You're the Worst 4.10: "Dad-Not-Dad"



Chris: While this isn’t technically a Sunday Funday episode, this is pretty close and while most Sunday Fundays are spent with Jimmy acting like he’s too sophisticated and above all of that foolery, Dad-Not-Dad is spent showing that outside of his usual group, Jimmy isn’t the sophisticated superior being. Jimmy is the guy that is brought along that doesn’t fit into the existing group dynamic and overcompensates. The hunt to find the person responsible for messing them up has led to Becca and Lindsay actually getting along and it’s a welcomed change of pace. Ultimately, both sisters are going to have to recognize for themselves what everyone else seems to be pointing out, they are responsible for their own happiness/misery. Becca’s fallback is always that she and her daughter are both screwed because of her being with Vernon, when it was her decision to marry him and not Jimmy (not that’s a better option, but she did have options) and divorce is always an option even with a kid. And Lindsay is slowly getting it and finding a life purpose beyond doing whatever first thought pops in her head. And Gretchen needs to learn how to pace herself drinking or else she’ll be taking more people to Boomtown. And Anne Dudek is really good at expressing extreme emotions as an actor and that’s why she always stood out both from her guest roles in YTW and How I Met Your Mother. Just don’t get her character drunk and don’t dump her on her birthday.

Alexa: I have to take a minute to echo Chris’s appreciation of Anne Dudek. I was first introduced to her as the doctor nicknamed “Cutthroat Bitch” on “House” and I’ve seen her in a few other TV roles since then. She just makes everything that she’s in better. She has such an engaging screen presence and goes all in with any material she’s given, even something as over-the-top as bonding with Gretchen all the way to Boomtown. She’s worked steadily for years but I can’t for the life of me figure out how she hasn’t gotten her own show or something by now. What are Stephen Falk’s post-”You’re the Worst” plans? Perhaps a collaboration is in order? I really hope we get one last Sunday Funday in the final season because Jimmy’s pseudo Sunday Funday with Katherine and her friends was just sad. He desperately needs to get back in the good graces of his former tribe. And while it’s true that Becca’s and Lindsay’s problems are largely their own doing, it’s easy to see why they turned out the way they did after getting a brief glimpse at their childhood. Their mother is truly a piece of work.

Joel: Because this show is set in LA, and because both Gretchen and Jimmy work in different aspects of the entertainment business, from time to time we have gotten cameos from celebrities playing themselves.
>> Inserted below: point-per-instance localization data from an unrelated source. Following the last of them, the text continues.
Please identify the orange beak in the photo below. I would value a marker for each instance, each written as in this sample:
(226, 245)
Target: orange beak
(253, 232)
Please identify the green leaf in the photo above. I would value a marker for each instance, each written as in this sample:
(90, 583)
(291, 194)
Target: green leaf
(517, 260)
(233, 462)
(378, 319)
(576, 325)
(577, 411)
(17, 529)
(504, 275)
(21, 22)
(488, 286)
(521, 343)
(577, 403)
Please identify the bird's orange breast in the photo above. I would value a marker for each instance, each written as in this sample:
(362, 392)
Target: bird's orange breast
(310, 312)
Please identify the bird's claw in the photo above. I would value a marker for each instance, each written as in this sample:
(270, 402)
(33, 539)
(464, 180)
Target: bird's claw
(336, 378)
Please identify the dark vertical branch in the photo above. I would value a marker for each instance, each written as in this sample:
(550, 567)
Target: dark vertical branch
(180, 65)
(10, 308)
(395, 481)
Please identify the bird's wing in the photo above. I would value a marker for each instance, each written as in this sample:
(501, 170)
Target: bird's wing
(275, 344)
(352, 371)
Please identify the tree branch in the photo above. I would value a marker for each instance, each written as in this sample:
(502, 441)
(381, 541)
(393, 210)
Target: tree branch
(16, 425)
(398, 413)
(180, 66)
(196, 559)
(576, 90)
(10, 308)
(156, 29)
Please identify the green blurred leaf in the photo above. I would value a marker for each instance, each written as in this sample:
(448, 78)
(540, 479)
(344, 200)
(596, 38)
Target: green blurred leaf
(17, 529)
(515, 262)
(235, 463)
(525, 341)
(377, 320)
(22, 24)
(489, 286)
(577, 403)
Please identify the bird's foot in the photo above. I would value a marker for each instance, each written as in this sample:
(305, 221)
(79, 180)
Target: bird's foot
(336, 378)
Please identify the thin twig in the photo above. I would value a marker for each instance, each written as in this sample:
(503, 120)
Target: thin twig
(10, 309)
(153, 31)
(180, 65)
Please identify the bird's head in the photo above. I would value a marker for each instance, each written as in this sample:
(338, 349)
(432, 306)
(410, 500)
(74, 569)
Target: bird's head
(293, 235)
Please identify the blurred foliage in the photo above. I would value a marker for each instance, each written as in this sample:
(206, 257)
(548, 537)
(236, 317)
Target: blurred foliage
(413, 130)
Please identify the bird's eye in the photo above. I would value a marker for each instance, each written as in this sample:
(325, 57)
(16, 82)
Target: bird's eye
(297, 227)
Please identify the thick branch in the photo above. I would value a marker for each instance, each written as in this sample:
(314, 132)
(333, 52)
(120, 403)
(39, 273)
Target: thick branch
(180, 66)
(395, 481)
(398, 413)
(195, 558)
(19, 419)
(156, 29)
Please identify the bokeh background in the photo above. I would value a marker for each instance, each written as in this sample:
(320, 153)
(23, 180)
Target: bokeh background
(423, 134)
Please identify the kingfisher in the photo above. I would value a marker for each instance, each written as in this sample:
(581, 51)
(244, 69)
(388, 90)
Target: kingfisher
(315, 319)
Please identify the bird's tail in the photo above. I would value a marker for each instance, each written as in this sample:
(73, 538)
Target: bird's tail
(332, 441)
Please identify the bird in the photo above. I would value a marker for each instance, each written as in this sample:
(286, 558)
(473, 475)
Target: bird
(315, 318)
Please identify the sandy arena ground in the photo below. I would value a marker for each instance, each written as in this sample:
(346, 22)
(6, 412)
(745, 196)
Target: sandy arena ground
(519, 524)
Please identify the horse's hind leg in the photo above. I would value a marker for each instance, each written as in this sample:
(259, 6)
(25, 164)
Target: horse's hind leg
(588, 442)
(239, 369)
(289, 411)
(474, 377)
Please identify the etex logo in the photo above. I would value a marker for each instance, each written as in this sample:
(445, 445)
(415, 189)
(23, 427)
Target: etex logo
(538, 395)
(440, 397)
Of course everyone has played an exaggerated or cartoonish version of themself from Ben Folds to Doug Benson, but this episode may be peak bizarre celebrity cameo. Lou Diamond Phillips as a lemon farmer who has to fiercely protect his lemons from passersby is probably my favorite “Look we got a celebrity to do a weird thing” that the show has ever pulled off. Some of the stuff with Phillips having gotten back together with the sister’s mother at the end felt kind of forced, but it was all worth it to watch Lou Diamond Phillips try to explain that he needed his lemons, and he was ready to defend them with the force of an old, grizzled Clint Eastwood character.  
Turning to the Jimmy storyline,  I’m guessing that this is going to count as this season’s “Sunday Funday” episode, seeing how close we are to the end of season four. It’s a little bit of a bummer, because the “Sunday Funday” episodes are usually the highlights of the season with this one feeling a lot more along the lines of having someone mention “Sunday Funday” just because it’s always been a thing before. I guess that’s not a bad thing when you look at the series as a whole. They’ve gone back to the same well four times now and three out of the four times have been some of the show’s best work. I guess I can’t exactly blame them for just trying to get through this one. It helps to highlight the point that they’re trying to get across, with Jimmy being woefully out of touch with the cultural elite that he aspires to be a part of. Still, it shows how much season four has struggled by keeping the main four apart, and on their own separate adventures throughout the bulk of the season.